A contender to launch liquefied natural gas (LNG) exports from Canada’s east coast, Pieridae Energy Ltd. has set out to double its production with a C$190 million ($142 million) purchase of Royal Dutch Shell plc legacy assets in Alberta.

The deal, announced Wednesday, would increase Pieridae’s gas output to 221 MMcf/d, or 28% of the 800 MMcf/d required by the first stage of its proposed Goldboro LNG terminal offshore Nova Scotia.

The southern Alberta package, a network with a 70-year pedigree dating from the dawn of the modern Canadian petroleum industry, also includes natural gas liquids and oil output of 8,807 b/d, three processing plants and 1,020 miles of pipelines.

Pieridae CEO Alfred Sorenson called the deal “solid progress for our flagship Goldboro LNG project.” Work will continue on securing pipeline service for the 2,900-mile trip Alberta gas has to take to the proposed export terminal, said the company.

Canadian east coast offshore gas production ended at the end of 2018. Nova Scotia and Quebec have ruled out gas replacements by instituting hydraulic fracturing bans, while a New Brunswick government plan for regional exemptions from its ban has run into public resistance.

After postponing a promised 2018 final investment decision to start construction, Pieridae has told its shareholders to watch for action sometime this year.

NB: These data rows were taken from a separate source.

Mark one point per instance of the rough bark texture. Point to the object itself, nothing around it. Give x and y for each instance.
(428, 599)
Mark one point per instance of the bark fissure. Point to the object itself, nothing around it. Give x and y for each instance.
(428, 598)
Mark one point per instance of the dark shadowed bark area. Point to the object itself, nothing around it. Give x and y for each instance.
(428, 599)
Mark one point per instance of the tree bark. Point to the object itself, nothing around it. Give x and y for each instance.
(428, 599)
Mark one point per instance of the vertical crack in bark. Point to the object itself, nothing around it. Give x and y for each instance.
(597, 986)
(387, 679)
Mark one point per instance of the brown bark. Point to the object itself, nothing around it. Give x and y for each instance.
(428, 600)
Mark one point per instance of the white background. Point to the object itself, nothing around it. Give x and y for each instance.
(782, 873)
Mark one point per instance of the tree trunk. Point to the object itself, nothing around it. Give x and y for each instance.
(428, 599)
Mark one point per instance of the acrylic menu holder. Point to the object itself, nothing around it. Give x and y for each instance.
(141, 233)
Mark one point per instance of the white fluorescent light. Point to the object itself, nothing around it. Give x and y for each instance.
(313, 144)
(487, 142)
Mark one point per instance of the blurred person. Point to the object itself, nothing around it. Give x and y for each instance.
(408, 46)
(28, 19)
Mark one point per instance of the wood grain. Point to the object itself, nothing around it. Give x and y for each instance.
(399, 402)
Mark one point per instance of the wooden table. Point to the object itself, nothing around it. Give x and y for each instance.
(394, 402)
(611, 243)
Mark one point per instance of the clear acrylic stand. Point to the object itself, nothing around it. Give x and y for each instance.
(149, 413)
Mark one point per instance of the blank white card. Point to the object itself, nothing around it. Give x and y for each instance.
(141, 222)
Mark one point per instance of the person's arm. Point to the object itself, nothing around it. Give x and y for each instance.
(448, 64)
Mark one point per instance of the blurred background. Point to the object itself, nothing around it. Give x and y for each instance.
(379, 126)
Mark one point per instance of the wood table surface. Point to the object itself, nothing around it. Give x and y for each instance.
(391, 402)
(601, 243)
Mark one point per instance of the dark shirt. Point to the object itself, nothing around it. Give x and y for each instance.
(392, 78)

The firm also continues to seek government loan guarantees in Germany, Goldboro LNG’s prime target market.

Pieridae said loans and share sales would pay for its new Alberta gas purchase.

Shell, which is advancing LNG Canada with its partners on the west coast in British Columbia, said the deal reflects “increasingly prioritized investment in growing integrated gas and shales businesses. The recent decision to invest in the multibillion-dollar LNG Canada project, Shell share 40%, is part of this strategy.”

The second Canadian east coast LNG export project, Bear Head LNG Corp., earlier this year secured project participation and benefits agreements with Nova Scotia native and labor groups. The subsidiary of Australia-based Liquefied Natural Gas Ltd., which also owns the Magnolia LNG project in Lake Charles, LA, has set no construction date for the estimated C$5 billion ($3.8 billion) Nova Scotia project.